Wichita Falls Junior College, founded in 1922, shared space in the high school before acquiring a forty-acre campus on the south side of the city in 1937. The school became a four-year college, Hardin College, in 1946. In 1950 the institution’s name was changed to Midwestern University; it joined the Texas state system in 1961 and in 1975 was renamed Midwestern State University. The campus now covers 255 acres.

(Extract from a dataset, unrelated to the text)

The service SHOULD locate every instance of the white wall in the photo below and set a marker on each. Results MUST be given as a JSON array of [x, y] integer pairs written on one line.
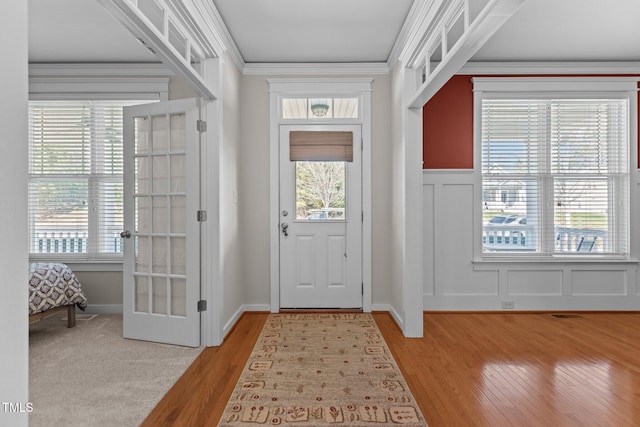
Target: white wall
[[14, 353], [453, 282], [254, 190]]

Hardin Administration Building (1936), the first permanent building on campus, was funded by the Public Works Administration and designed by William B. Ittner of St. Louis with Voelcker and Dixon. The Lombard Romanesque design in orange brick with red tile roofs set the palette that the campus has adhered to over the years. Raking corbel tables are the dominant ornamental detail, and they are applied to new buildings to relate them to Hardin. The square campanile set to one side of the entrance bay has an octagonal lantern with polychrome arches of alternating brick and stone voussoirs. The A. R. Dillard College of Business Administration (2006, Bundy, Young, Sims and Potter) frames the north side of the university’s quadrangle. The building’s large, planar gabled facades have round-arched central windows and raking corbel tables, and projecting wings are joined by arcades of cast-stone columns. Killebrew-Cupit-Rucker and Associates designed the equally imposing D. L. Ligon Coliseum of 1969.
On the south edge of campus is the 9,000-square-foot house designed by Dallas architects Goorwin and Tatum in 1938 for oilman Louis Sikes and his wife, Glenna, on a forty-three-acre site and acquired by the university in 1970 for use as the president’s house. It is an outsized, horizontally elongated Hollywood-Dallas interpretation of Mount Vernon.